I live in Statesboro and have heard nonstop about the hogs on Stewart. Before i moved here I ran dogs almost every weekend. Since I've moved have not even seen one down this way. Would really like to get up with someone who knows Stewart well along with the application process to hunt. Willing to help pay for whatever expenses if any and even let you use one of my firearms for the troubles.


----------



## Bama B (Apr 11, 2016)

The application process is pretty straight fwd. Go to pass and permit off 144 on Stewart or on Hunter air field. You will need copy of hunter safety card and licence. They will do the rest. You will also need to register your fire arm. There is a form you can print offline and fill out. I am not sure were on Stewart to do that on hunter you go to the gate and they will direct you to the permit office. they are always moving it. Do not bring the weapon. If you go to hunter you must have all auto registration and insur. proof in order to enter the base. Hog hunting is closed on Stewart during turkey season and dogs are not allowed. But you don't need them with it starting to get warm just find water.


----------



## Bama B (Apr 11, 2016)

I would suggest calling pass and permit and they will tell you were to go to register firearm. One last thing if you want to hunt with a bow you will have to pre qualify at pass and permit in order to hunt with one. You qualify once to hunt gun areas and have to qualify every year to hunt bow areas


----------



## GSUbackwoods (Apr 11, 2016)

You can register firearms at Pass and Permit on Fort Stewart.  They will need Manufacturer, model and serial number in order to register the gun.


----------



## NastyBruises11B (Apr 14, 2016)

I hunt hogs on Stewart weekly. Feel free to shoot me a p.m. The more the merrier


----------



## tugrivercopper (Apr 20, 2016)

hog population on stewart seems waydown, you can still make it happen.but don't read back on the old posts here and expect hogs everywhere,u gotta work for them


----------



## jrsower (May 11, 2016)

tugrivercopper said:


> hog population on stewart seems waydown, you can still make it happen.but don't read back on the old posts here and expect hogs everywhere,u gotta work for them



I agree. They aren't a plentiful as they have been in years past.
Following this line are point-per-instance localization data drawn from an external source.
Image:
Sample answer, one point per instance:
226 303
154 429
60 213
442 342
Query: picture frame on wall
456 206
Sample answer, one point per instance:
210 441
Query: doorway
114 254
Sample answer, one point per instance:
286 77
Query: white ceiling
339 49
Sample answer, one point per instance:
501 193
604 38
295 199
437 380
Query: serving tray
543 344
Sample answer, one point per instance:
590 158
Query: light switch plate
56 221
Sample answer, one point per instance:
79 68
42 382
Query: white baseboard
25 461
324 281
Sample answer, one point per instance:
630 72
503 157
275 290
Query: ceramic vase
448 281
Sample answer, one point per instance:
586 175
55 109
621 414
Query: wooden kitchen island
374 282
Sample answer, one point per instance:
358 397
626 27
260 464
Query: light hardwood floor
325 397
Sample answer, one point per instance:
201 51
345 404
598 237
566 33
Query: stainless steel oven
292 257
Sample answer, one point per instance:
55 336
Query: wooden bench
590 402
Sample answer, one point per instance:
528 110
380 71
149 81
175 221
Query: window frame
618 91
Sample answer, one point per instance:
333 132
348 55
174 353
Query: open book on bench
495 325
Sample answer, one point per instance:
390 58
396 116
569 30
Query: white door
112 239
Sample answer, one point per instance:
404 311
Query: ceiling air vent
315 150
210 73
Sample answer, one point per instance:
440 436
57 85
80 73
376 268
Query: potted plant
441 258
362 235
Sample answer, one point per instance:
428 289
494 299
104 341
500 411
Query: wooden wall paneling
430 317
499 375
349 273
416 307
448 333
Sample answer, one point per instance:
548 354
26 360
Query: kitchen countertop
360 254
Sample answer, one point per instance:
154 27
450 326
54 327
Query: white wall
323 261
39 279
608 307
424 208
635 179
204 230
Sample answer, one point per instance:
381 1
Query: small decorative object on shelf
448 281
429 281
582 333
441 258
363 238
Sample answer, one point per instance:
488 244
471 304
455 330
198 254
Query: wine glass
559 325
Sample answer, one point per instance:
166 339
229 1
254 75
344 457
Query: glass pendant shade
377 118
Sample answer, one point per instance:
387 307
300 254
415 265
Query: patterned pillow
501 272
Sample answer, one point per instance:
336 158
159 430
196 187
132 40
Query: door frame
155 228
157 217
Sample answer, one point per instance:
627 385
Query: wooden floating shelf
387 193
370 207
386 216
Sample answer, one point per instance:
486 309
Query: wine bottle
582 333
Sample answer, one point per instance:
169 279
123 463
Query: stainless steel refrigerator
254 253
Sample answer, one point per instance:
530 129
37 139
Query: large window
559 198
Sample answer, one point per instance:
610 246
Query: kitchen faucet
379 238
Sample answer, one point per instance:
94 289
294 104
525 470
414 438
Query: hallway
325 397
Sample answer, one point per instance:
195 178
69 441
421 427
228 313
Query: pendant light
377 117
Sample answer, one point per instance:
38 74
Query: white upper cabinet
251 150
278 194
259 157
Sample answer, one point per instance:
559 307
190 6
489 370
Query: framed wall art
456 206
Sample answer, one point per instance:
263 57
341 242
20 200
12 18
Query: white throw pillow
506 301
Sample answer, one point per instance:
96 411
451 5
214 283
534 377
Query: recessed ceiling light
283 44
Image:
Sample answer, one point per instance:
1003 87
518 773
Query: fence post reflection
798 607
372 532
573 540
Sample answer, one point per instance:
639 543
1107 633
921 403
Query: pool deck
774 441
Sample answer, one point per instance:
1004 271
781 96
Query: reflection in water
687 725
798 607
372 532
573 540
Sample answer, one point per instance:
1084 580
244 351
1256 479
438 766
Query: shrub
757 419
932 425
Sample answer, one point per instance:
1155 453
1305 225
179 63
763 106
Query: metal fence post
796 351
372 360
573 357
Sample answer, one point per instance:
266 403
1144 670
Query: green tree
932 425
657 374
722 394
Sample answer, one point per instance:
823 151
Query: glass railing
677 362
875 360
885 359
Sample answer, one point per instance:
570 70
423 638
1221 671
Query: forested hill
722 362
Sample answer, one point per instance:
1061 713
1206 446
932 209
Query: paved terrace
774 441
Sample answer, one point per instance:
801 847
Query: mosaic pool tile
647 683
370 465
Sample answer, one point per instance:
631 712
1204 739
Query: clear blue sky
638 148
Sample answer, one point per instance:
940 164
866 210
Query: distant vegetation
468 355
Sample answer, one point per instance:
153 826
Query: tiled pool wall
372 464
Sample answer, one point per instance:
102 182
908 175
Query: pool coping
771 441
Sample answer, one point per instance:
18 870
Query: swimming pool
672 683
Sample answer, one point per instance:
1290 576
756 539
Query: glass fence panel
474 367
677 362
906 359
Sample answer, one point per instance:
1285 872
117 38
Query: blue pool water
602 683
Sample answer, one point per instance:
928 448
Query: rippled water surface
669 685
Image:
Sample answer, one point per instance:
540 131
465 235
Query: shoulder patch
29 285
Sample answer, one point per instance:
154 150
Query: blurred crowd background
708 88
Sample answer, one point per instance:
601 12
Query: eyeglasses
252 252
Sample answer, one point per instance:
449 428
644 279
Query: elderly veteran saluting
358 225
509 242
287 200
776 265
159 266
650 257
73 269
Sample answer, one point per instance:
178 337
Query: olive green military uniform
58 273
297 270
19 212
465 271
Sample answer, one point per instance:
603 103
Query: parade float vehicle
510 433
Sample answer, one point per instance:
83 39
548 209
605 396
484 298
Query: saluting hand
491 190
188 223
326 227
Or at least we aren't seeing them like we used to.


----------



## NastyBruises11B (May 18, 2016)

I don't know.....I jumped 6 and killed 1 of them on Monday afternoon/ then drove past a herd of 8 to 10 after dropping my buddy at the barracks on the way home. They're definitely there


----------



## caffeinated (May 26, 2016)

I'm in South Dakota right now, but moving to the Ft Stewart area in August. I'm looking to start hog hunting as soon as I can find housing and get a deep freezer. I would be really grateful for anyone willing to show me the ropes.


----------



## Rick Alexander (May 27, 2016)

*Couple of questions*

Do you have to be former or current military?  I'm the son of one - just not me.  Also, I don't have a hunter safety card - was old enough to not be required back then (I'm 58 now).  Will I still need to get one before trying to hunt Stewart?


----------



## Bama B (May 27, 2016)

I am 50 and have to have a hunter safety card. I am not sure about age requirement. Its easy to get one. you can take an online course and take test were they hold the classes. It will be posted on DNR web page times and location. If you have a Saturday to kill you can take class and test in one day. My 11 year old took at bass pro in Savannah.


----------



## caffeinated (May 27, 2016)

From what I hear it is open to the public. You would be required to register whatever firearms you want to use at the post wildlife office. There is also a separate fee for hunting and fishing on post on top of whatever licenses you would need for the state.


----------



## M Sharpe (May 28, 2016)

Hunter safety cards are required by everyone, regardless of age! Just remember hogs are nomadic. Where they were a few months ago could be different than where they are today. Trust me, the hogs are still there in full force!! Also, no buckshot is allowed on Stewart. Leave your gun unloaded and ammo out of reach of you until you get ready to hunt. Oh, and don't get caught walking down a numbered road with your firearm loaded!
Kill all of those pesky things!!


----------



## phila64 (May 28, 2016)

You must unload your firearm 50 yard before you hit the road and you must hunt 100 yard away from the road. Don't forget to wear your orange.


----------